Monday, January 20, 2014

Song of the Week: A Girl Like You

The Smithereens is a rock band from Cateret, New Jersey. They have a very "college rock" feel. How can you dislike a band that wrote a song that quotes from the great Bogart flick "In A Lonely Place"?

Here is "A Girl Like You":

Friday, January 17, 2014

MST3k Friday: Leech Woman

Here are two clips from Leech Woman. This is one of the movies I haven't seen yet.

"Where does your aunt keep the liquor?" "The liquor? Well, there's never enough to keep..."
"She doesn't want me? What's her deal?"




Monday, January 13, 2014

Friday, January 10, 2014

MST3K Friday: Future War

"Is this a halfway house for huge guys?"
"Good thing we switched places there."


Monday, January 6, 2014

Song of the Week: Amoreena

Over the Christmas and New Year's break, I watched Dog Day Afternoon.

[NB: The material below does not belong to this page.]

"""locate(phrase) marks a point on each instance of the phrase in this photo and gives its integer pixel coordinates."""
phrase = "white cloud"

It's a fantastic, gripping movie with great performances by Al Pacino (before he became a parody of himself) and Charles Durning.

There is no soundtrack to the movie, no score, no nothing except Elton John's "Amoreena" playing over the opening credits. The credits (which I suggest you watch here) set the mood of the movie by showing exactly how New York City looked in the 1970's; it's a drab, dirty, depressing place full of crime and poverty. This is the pre-Giuliani and pre-Koch New York. There are some people who complain that New York is now "Disneyfied", but I doubt anyone would want to return to the bankrupt city of the mid-1970's.